Steve Ruffenach: Tech, my new medical assistant

steve_ruffenachI have a new medical assistant (MA) and I’m trying to learn how to get along with him.

My new MA is named Tech and I bet you have one too. I see him with nearly everyone in clinics and it seems no one can do their rounds without him in the hospital. Everybody, every day, always brings along their new constant companion and quiet confidant.

And why not? I tell Tech things and he in turn tells me things back. He is always with me ensuring I am right on schedule. He sends and collects memos for me. I can ask him medical questions and he quickly delivers answers. He entertains me too with stories and songs, and he knows directions to anywhere I want to go.

To demonstrate my insight into picking this new associate, I show him off to colleagues to demonstrate all that he can do. Everyone oohs and ahhs.

I actually miss him when he’s not with me and I find myself going out of my way to make sure he is by my side. He’s more than an associate; he’s my new friend.

But with our frequent exchanges, I can’t help but begin to feel that the bloom may be coming off the rose with Tech. He has long fingers and a deep memory and is given to making frequent annoying sounds.

And he never shuts off.

I first thought his constant readiness and endless work ethic was a good thing. He never takes a day off, he never wants to rest. But I am now realizing that it is this very constancy that I am beginning to find wearing. Previous MAs with whom I have worked had book covers I could close and calendars that would hang unread. I could miss a memo or two and life would go on. I even had times when I had nothing but my own thoughts to ponder.

But now Tech will have none of that. In his new shiny digital form he is always working, waiting, watching. While I sleep, he buzzes in the wires in my neighborhood and reaches into every gadget I own. He waits with endless power to do something—anything. He doesn’t seem to understand that often the mail can wait, the calendar can be set aside, and sometimes he should just keep quiet.

I have come to realize that sleep is something I need and enjoy but Tech does neither. And that is indeed the problem.

Because when Tech was just starting out, all he could do was wait for me to do something to him; open him, read him, write in him, etc. But now he does stuff to me and he won’t stop. He won’t stop reminding me, telling me, alerting me, even entertaining me. Tech won’t stop because he can’t stop and he can’t stop because, no matter how much we complain about it, we won’t let him. And truth be told, we don’t want him to.

We have come to need Tech as much as he needs us. He is deeply a fact of our life. He is our new best friend with an emphasis on forever.

Thoreau went to the woods to “live deliberately, to front only the essential facts of life.” He aimed to understand what life was and what it was not. He “wanted to live deep and suck out all the marrow of life”

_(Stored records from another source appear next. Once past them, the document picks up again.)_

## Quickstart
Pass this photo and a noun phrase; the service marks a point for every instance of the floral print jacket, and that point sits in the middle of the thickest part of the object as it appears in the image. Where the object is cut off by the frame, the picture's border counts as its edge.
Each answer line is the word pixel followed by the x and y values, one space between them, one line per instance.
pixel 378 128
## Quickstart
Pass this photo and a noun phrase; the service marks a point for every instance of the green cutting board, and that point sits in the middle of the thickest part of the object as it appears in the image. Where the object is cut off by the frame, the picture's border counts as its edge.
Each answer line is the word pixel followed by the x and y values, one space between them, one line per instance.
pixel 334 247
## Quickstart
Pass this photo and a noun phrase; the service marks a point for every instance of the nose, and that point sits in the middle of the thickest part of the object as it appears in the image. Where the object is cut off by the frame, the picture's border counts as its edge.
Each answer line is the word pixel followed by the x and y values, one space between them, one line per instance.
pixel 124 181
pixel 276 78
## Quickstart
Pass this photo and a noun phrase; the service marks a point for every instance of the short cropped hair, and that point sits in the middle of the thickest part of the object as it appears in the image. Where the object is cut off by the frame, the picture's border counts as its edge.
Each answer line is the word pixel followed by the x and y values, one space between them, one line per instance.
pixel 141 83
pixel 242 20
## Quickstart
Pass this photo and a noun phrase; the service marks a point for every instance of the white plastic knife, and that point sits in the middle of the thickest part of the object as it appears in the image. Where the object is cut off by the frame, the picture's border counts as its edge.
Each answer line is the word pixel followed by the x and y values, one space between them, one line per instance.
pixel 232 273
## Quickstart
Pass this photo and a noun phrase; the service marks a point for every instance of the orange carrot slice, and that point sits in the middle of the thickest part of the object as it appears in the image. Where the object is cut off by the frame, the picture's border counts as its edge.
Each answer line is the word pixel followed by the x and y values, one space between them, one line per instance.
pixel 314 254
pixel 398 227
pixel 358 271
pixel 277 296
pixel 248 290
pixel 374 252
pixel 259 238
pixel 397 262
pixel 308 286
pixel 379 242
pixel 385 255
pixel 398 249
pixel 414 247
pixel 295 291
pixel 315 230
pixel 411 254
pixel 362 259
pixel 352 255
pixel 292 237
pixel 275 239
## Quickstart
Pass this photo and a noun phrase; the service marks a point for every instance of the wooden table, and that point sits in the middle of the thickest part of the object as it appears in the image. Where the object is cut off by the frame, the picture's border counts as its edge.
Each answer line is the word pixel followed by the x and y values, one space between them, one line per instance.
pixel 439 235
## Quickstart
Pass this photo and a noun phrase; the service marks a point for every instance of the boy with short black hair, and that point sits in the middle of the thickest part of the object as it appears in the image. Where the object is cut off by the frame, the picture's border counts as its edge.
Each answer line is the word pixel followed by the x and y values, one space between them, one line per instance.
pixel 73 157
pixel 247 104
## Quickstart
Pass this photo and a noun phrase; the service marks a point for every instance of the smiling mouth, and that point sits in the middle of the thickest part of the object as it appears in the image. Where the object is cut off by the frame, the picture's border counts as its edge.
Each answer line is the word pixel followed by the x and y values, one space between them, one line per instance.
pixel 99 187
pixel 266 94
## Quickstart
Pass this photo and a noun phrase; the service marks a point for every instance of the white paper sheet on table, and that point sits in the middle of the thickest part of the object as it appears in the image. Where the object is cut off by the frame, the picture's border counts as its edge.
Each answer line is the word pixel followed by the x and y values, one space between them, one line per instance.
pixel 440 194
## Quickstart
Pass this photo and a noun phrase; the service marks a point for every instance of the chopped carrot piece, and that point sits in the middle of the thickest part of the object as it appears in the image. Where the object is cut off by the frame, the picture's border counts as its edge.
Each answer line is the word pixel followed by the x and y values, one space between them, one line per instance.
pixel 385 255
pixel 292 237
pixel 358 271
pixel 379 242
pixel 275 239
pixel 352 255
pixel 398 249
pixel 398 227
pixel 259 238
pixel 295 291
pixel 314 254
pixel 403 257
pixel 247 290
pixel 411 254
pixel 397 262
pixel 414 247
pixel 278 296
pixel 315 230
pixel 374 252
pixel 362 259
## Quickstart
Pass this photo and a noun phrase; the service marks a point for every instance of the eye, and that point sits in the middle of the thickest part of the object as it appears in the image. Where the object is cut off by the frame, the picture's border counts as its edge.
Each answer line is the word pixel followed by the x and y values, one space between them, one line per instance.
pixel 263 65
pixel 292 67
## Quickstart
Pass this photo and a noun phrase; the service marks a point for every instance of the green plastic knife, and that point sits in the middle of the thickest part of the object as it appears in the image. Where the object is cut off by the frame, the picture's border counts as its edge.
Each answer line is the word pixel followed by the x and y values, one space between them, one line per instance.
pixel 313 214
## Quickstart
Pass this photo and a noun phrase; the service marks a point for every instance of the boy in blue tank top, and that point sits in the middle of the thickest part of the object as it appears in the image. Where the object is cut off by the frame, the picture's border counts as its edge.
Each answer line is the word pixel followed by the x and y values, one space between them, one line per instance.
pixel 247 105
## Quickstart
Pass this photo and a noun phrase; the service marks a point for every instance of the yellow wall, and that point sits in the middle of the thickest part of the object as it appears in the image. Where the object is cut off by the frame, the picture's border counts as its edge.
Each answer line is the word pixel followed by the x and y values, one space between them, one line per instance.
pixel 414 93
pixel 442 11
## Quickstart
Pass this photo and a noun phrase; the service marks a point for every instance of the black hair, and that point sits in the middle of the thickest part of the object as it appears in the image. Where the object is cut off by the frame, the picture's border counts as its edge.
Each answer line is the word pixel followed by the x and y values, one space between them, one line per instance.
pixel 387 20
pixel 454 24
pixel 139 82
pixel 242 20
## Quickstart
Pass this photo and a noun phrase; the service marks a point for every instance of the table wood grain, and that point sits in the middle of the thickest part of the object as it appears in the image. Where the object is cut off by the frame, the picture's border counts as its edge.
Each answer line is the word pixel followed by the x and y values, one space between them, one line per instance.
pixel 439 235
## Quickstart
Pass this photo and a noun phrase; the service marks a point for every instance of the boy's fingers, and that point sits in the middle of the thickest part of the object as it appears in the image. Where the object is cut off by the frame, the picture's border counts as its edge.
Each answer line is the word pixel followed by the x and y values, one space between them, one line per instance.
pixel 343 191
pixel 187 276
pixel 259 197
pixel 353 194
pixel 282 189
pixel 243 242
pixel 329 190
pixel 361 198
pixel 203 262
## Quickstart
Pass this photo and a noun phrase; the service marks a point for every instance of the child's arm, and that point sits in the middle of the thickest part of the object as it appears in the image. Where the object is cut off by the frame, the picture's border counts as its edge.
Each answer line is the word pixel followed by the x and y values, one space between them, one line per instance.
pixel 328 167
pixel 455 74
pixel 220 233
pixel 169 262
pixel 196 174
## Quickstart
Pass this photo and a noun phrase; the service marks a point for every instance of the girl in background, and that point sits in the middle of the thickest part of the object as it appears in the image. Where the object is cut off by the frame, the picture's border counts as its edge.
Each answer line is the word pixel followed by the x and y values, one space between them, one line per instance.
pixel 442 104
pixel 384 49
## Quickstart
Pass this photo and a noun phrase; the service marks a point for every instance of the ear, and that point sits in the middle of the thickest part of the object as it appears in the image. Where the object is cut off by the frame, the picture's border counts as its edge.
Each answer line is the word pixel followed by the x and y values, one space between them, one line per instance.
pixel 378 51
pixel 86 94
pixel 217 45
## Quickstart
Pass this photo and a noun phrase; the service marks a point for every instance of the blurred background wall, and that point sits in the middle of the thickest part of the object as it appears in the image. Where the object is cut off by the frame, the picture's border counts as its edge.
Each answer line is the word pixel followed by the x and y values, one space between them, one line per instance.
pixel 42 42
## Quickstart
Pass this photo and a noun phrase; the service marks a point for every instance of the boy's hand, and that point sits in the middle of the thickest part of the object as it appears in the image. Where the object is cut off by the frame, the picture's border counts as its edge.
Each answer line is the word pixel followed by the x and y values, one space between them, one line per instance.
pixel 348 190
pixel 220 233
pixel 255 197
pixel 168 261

I worry that our friend Tech is doing that to us. In his constancy, in his power, in his fundamental ease of companionship, he is sucking out of us the marrow of being a doctor and leaving us as hollow vacuous shells that have lost their abilities to do what Tech cannot do; love, laugh, cry, and yes—sleep.

So I have to accept that Tech will not sleep. That‘s what he cannot do. But we can and we will. And in knowing that difference, we can defend our ground, use Tech when we need him and search and embrace those places where we can’t.

Steve Ruffenach is an internist and medical informaticist living and practicing in Tucson, Arizona, USA. He holds a teaching position as a clinical assistant professor of medicine at the University of Arizona and has a keen interest in medicine and machines.

Competing interests: None declared.

  • Straight Up

    Oh, but he calls you to excellence. As a doctor graduating from the School of Hard Knocks and then onto the School of Nuts and Bolts, I believe every physician should want to be called to excellence. That is why they created the Hypocratic Oath.